Don’t stop there. That doesn’t sound like good news. Both numbers moved in a negative direction. But it’s important to note that both numbers were still very good, and economists said cold and snowy weather in February and a strike by petroleum refinery workers likely were to blame for most of the uptick.
The key report. And then there was the key report, which came on Friday from the Bureau of Labor Statistics. The number of new jobs grew to 295,000, significantly above the consensus view on Wall Street. And the unemployment rate dropped to 5.5 percent. Critics of the Obama administration say if you drill into these numbers you will still find lots of unemployed and underemployed people. There is some truth to that criticism. The rate of unemployed and underemployed people, sometimes called U-6, is still at about 11 percent. But it’s important to note that this rate is always higher than the main U-3 unemployment report. The U-6 number was above 16 percent in 2011, when Obama took office, so you can’t blame all this on him. Bottom line: It’s hard to say these numbers are anything but good. We haven’t seen employment activity like this since the late 1990s.

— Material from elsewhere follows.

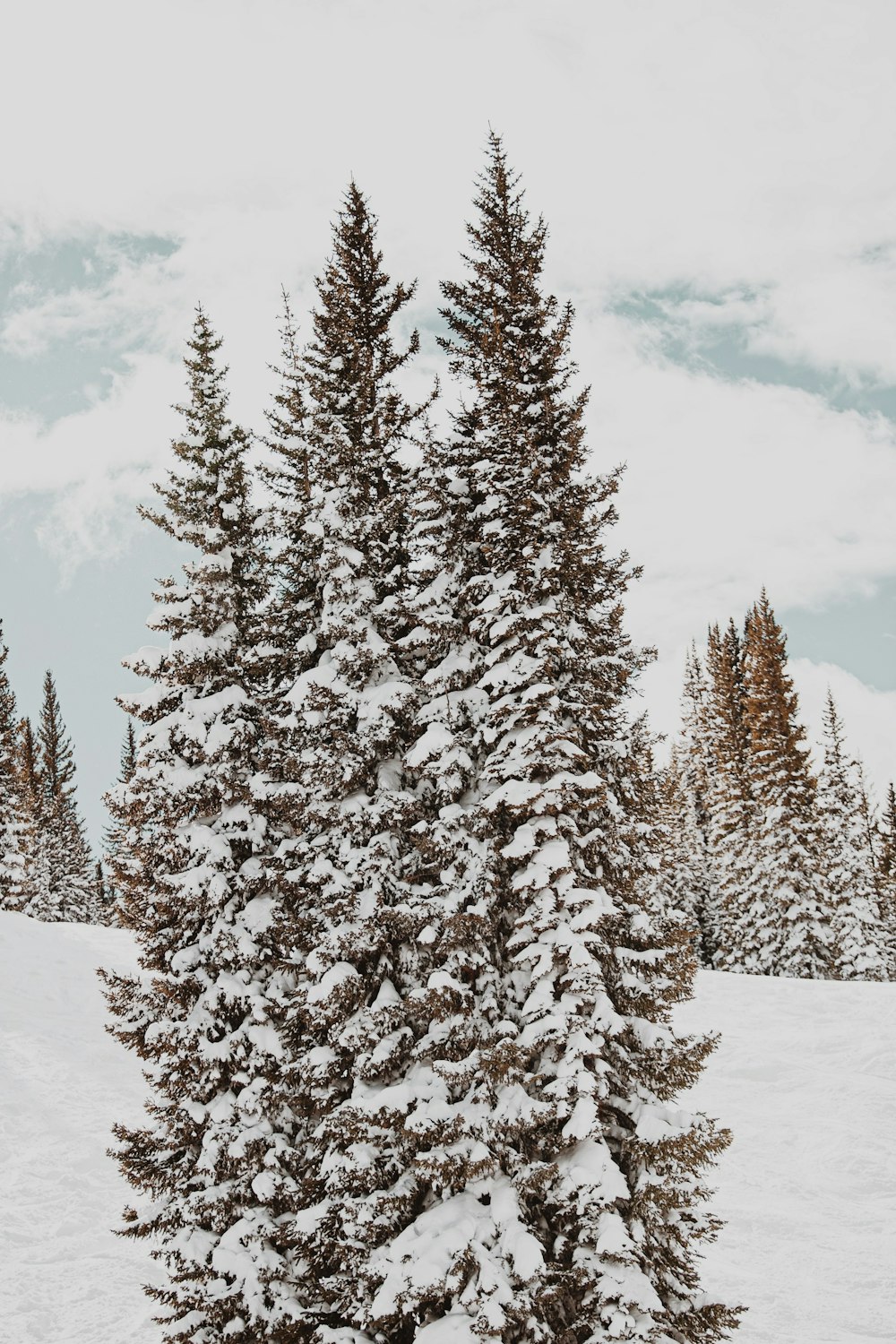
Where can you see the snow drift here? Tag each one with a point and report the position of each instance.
(805, 1075)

Home and away. Overseas, the euro continues to fall. It hit an 11.5-year low against the dollar on Thursday, the same day European Central Bank President Mario Draghi outlined the ECB’s quantitative easing program at a press conference after a scheduled policy meeting. The program will go into effect this week. Here at home, I noticed a report from a group called The Business Roundtable, which claims CEOs of major U.S. companies say they are more optimistic this year than last. They expect both sales and capital spending to rise in the next six months. That optimism was reflected in monthly auto sales, which rose. The big surprise in a report released last Tuesday: Toyota outsold Ford to take the No. 2 spot, behind General Motors.

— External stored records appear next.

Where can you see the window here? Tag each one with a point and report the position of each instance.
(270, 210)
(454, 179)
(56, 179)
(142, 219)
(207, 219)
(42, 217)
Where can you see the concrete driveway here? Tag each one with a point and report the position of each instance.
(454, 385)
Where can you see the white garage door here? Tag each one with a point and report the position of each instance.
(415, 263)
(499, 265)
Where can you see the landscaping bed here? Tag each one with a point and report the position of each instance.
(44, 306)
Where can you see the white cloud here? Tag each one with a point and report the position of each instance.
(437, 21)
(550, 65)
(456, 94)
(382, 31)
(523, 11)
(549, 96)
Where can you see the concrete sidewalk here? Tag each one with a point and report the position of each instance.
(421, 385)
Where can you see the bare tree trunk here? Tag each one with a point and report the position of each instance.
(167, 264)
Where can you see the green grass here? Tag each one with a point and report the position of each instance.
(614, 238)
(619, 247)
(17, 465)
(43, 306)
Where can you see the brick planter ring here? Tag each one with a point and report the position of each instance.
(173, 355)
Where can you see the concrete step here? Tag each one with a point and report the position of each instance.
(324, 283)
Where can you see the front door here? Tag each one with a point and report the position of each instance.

Putting a fork in February. February was a good month in the stock markets. The Dow and S&P 500 erased January’s losses and set new record highs. And the NASDAQ went over 5,000 again, a level it hasn’t reached since March 2000, at the height of the dot-com bubble. And even though the NASDAQ did retreat late last week, it is important to note the fundamentals of the NASDAQ are very different from 15 years ago. Internet companies have real revenue and real profits, and new devices such as smart phones have fulfilled some of the unmet promises of what came to be known as the dot-bomb era.
The week ahead. It’s going to be a fairly light week for reports, though several are worth paying attention to. The retail sales report on Thursday is always one of the month’s biggest reports because of the outsized role retail plays in the overall economy. The producer price index, due out on Friday, will give us one way of looking at inflation. So far, inflation has remained in check, but some analysts are worried the Federal Reserve’s bond-buying program will inevitably lead to runaway inflation. So analysts are hyper-sensitive to any indicator that might give us an idea of where inflation is headed.